Indeed, several top White House staffers seem to see themselves as damage control.
“A lot of it is just making sure that things that are not fully baked or things that are not constructive don’t end up happening,” a senior White House aide told Politico this week.
And in most cases, leaving the White House isn’t professionally strategic — the risk far outweighs the reward for resigning “in a blaze of glory.”
“The reward is you’re celebrated for two days and then you’re forgotten about,” Mackowiak said. “It’s always better to say that you left on good terms and have references from the time.”
The calculation is “does staying hurt me more than leaving?” he added.
Worse than forgotten, some Trump aides likely fear retribution from the president’s loyalists should they resign on principle.
“You have to assume that the supporters of the president would make it at least their short-term mission in life to make sure anything and everything that could be said bad about you is said bad about you, and make you radioactive enough to make it hard to find another job,” Reed Galen, a GOP consultant and deputy campaign manager for Sen. John McCain’s 2008 presidential campaign, told Business Insider.
Not to mention that a job in the White House is the ultimate political prize.
But Evan Siegfried, a Republican strategist and author of the book “GOP GPS,” says that, for most, remaining in the White House post-Charlottesville is unconscionable. While he commends those who are attempting to moderate the president’s positions, he had sharp words for White House aides who are staying on for their own personal gain.
“Those who are very uncomfortable with it and very angry but are staying because they might get something in the future that personally benefits them, they have revealed themselves to be people whose morals need adjustment,” Siegfried said.
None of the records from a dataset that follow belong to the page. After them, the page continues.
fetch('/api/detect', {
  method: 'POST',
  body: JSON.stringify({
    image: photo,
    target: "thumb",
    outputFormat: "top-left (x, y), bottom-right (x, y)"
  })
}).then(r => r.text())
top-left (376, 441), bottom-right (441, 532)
Siegfried said he isn’t surprised at the lack of resignations given the president’s track record. While this week may be a low point in Trump’s presidency, it certainly has competition — from the Access Hollywood tape to Trump’s attacks on a Gold Star family.
“There have been plenty of actions he’s taken over the course of his presidency and his campaign that have drawn condemnation from people of conscience,” Siegfried said. “His aides stuck by him then and they’re sticking by him now.”
Mackowiak agreed with that assessment to a certain extent, noting that staffers were less surprised at Trump’s show of sympathy for white supremacists and more “shocked at how self-destructive he was able to be.”
Galen and Mackowiak said that many in the administration are still optimistic that they can make progress on significant conservative policy issues, including tax reform and immigration, and believe the departure of chief strategist Steve Bannon and the addition of chief of staff John Kelly will lead the administration in a more productive direction.
“My guess is these staffers are separating a crisis communications situation from policy,” Mackowiak said, “And they’re trying to look at how much good can we do, what can we really accomplish … I think there is some hope internally that things are getting better, even in spite of this.”
But none know where the line falls between what Trump’s aides will and won’t tolerate.
“I’m sure it exists, but I don’t know where it is yet,” Galen said. “You’d think we were close.”